Moffitt Robert
Department of Economics, Johns Hopkins University, 3400 North Charles Street, Baltimore, MD 21218, USA.
Demography. 2005 Feb;42(1):91-108. doi: 10.1353/dem.2005.0006.
The problem of determining cause and effect is one of the oldest in the social sciences, where laboratory experimentation is generally not possible. This article provides a perspective on the analysis of causal relationships in population research that draws upon recent discussions of this issue in the field of economics. Within economics, thinking about causal estimation has shifted dramatically in the past decade toward a more pessimistic reading of what is possible and a retreat in the ambitiousness of claims of causal determination.
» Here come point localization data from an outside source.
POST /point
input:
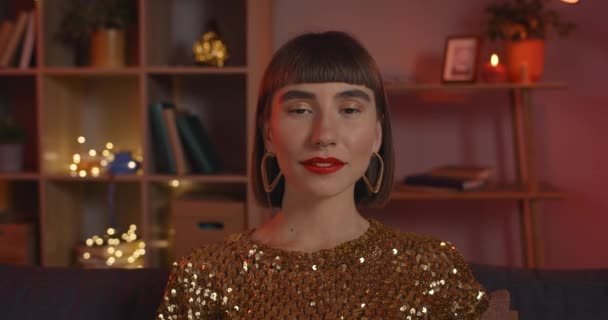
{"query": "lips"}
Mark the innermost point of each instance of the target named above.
(323, 165)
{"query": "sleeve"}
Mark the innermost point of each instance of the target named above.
(191, 290)
(447, 283)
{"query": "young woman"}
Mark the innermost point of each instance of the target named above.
(323, 149)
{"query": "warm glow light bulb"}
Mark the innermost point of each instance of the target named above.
(494, 60)
(95, 171)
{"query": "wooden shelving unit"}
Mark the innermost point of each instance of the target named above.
(527, 190)
(58, 102)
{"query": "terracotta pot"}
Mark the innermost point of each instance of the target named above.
(525, 60)
(108, 48)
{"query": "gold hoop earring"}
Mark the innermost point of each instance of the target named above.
(269, 187)
(376, 188)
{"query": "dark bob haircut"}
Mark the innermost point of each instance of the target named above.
(313, 58)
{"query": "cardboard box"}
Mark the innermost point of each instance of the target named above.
(199, 221)
(17, 244)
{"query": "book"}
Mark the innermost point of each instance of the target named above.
(197, 145)
(428, 180)
(6, 28)
(461, 172)
(161, 147)
(169, 115)
(28, 42)
(9, 52)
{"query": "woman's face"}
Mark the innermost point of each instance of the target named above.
(305, 118)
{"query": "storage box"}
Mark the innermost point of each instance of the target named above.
(198, 221)
(17, 244)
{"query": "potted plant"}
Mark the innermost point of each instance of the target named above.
(524, 25)
(12, 137)
(101, 26)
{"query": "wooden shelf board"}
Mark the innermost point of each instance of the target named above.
(490, 193)
(181, 70)
(102, 178)
(397, 87)
(18, 72)
(89, 71)
(219, 178)
(17, 176)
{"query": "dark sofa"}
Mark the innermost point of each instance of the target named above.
(61, 293)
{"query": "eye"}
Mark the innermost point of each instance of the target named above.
(299, 108)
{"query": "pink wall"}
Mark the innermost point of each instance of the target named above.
(407, 39)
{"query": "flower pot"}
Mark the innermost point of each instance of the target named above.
(525, 60)
(11, 157)
(108, 48)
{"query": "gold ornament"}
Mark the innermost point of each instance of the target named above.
(210, 49)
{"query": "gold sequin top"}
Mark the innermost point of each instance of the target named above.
(384, 274)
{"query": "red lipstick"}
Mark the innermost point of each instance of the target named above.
(323, 165)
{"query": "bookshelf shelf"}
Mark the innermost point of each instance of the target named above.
(87, 71)
(490, 193)
(20, 176)
(58, 101)
(399, 87)
(101, 178)
(18, 72)
(195, 70)
(219, 178)
(527, 197)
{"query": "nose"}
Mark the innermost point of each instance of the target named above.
(324, 131)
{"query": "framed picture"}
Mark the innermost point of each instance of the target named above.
(460, 59)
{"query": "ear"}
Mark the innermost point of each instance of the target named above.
(378, 138)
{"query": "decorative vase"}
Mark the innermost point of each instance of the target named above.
(525, 60)
(11, 157)
(108, 48)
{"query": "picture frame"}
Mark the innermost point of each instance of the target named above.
(460, 59)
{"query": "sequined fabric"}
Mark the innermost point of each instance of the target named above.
(384, 274)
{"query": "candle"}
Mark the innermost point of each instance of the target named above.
(494, 71)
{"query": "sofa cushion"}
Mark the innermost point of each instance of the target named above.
(66, 293)
(550, 294)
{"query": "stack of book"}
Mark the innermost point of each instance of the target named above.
(17, 38)
(180, 143)
(449, 177)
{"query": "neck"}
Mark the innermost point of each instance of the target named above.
(308, 225)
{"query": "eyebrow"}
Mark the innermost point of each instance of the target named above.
(299, 94)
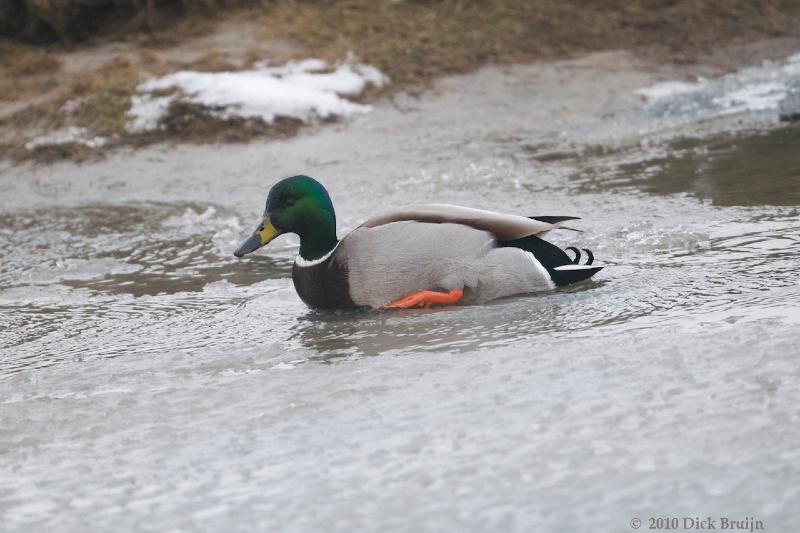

In this article, the framework that underlies this conclusion is presented, the central identification problem is discussed in detail, and examples from the field of population research are given. Some of the more important aspects of this framework are related to the problem of the variability of causal effects for different individuals; the relationships among structural forms, reduced forms, and knowledge of mechanisms; the problem of internal versus external validity and the related issue of extrapolation; and the importance of theory and outside evidence.
确定因果关系的问题是社会科学中最古老的问题之一,在社会科学中通常无法进行实验室实验。本文从经济学领域最近对这一问题的讨论中汲取观点,对人口研究中的因果关系分析提供了一个视角。在经济学领域,过去十年里,关于因果估计的思考发生了巨大转变,朝着对可能性的更悲观解读以及因果确定性主张的雄心壮志的退缩方向发展。本文介绍了这一结论背后的框架,详细讨论了核心识别问题,并给出了人口研究领域的例子。该框架一些更重要的方面与不同个体因果效应的变异性问题、结构形式、简化形式和机制知识之间的关系、内部有效性与外部有效性问题以及相关的外推问题,以及理论和外部证据的重要性有关。